M.C Lodges --  Guest House in Jhang.M.C Lodges --  Guest House in Jhang.
M.C Lodges -- Guest House in Jhang.Aaiza Hassan
 
Call Girls in Gomti Nagar - 7388211116 - With room Service
Call Girls in Gomti Nagar - 7388211116  - With room ServiceCall Girls in Gomti Nagar - 7388211116  - With room Service
Call Girls in Gomti Nagar - 7388211116 - With room Servicediscovermytutordmt
 
Cash Payment 9602870969 Escort Service in Udaipur Call Girls
Cash Payment 9602870969 Escort Service in Udaipur Call GirlsCash Payment 9602870969 Escort Service in Udaipur Call Girls
Cash Payment 9602870969 Escort Service in Udaipur Call GirlsApsara Of India
 
/:Call Girls In Jaypee Siddharth - 5 Star Hotel New Delhi âžĨ9990211544 Top Esc...
/:Call Girls In Jaypee Siddharth - 5 Star Hotel New Delhi âžĨ9990211544 Top Esc.../:Call Girls In Jaypee Siddharth - 5 Star Hotel New Delhi âžĨ9990211544 Top Esc...
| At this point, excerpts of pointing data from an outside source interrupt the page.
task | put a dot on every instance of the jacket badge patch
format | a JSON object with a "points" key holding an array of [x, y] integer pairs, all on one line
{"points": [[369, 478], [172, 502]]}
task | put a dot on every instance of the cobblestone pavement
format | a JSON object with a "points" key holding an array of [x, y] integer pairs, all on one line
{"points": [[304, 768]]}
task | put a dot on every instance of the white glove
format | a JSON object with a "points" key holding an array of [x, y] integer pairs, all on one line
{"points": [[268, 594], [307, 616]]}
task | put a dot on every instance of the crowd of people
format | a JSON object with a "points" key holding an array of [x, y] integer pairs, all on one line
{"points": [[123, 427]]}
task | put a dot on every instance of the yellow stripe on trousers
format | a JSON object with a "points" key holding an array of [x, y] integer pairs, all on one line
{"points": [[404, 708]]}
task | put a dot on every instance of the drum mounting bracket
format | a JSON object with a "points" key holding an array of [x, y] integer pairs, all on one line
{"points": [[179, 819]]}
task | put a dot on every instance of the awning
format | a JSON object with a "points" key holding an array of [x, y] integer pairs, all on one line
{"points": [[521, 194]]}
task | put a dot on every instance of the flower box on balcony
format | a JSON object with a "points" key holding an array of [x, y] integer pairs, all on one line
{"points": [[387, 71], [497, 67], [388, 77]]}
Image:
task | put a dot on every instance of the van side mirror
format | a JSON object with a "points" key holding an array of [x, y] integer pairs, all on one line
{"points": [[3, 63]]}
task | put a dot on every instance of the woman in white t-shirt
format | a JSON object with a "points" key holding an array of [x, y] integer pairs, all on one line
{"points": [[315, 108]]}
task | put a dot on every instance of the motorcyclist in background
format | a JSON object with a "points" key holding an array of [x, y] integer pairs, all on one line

/:Call Girls In Jaypee Siddharth - 5 Star Hotel New Delhi âžĨ9990211544 Top Esc...lizamodels9
 

Recently uploaded (20)

Mondelez State of Snacking and Future Trends 2023
Mondelez State of Snacking and Future Trends 2023Mondelez State of Snacking and Future Trends 2023
Mondelez State of Snacking and Future Trends 2023
 
Call Girls in Mehrauli Delhi đŸ’¯Call Us 🔝8264348440🔝
Call Girls in Mehrauli Delhi đŸ’¯Call Us 🔝8264348440🔝Call Girls in Mehrauli Delhi đŸ’¯Call Us 🔝8264348440🔝
Call Girls in Mehrauli Delhi đŸ’¯Call Us 🔝8264348440🔝
 
Keppel Ltd. 1Q 2024 Business Update Presentation Slides
Keppel Ltd. 1Q 2024 Business Update  Presentation SlidesKeppel Ltd. 1Q 2024 Business Update  Presentation Slides
Keppel Ltd. 1Q 2024 Business Update Presentation Slides
 
Russian Faridabad Call Girls(Badarpur) : ☎ 8168257667, @4999
Russian Faridabad Call Girls(Badarpur) : ☎ 8168257667, @4999Russian Faridabad Call Girls(Badarpur) : ☎ 8168257667, @4999
Russian Faridabad Call Girls(Badarpur) : ☎ 8168257667, @4999
 
Vip Dewas Call Girls #9907093804 Contact Number Escorts Service Dewas
Vip Dewas Call Girls #9907093804 Contact Number Escorts Service DewasVip Dewas Call Girls #9907093804 Contact Number Escorts Service Dewas
Vip Dewas Call Girls #9907093804 Contact Number Escorts Service Dewas
 
KestrelPro Flyer Japan IT Week 2024 (English)
KestrelPro Flyer Japan IT Week 2024 (English)KestrelPro Flyer Japan IT Week 2024 (English)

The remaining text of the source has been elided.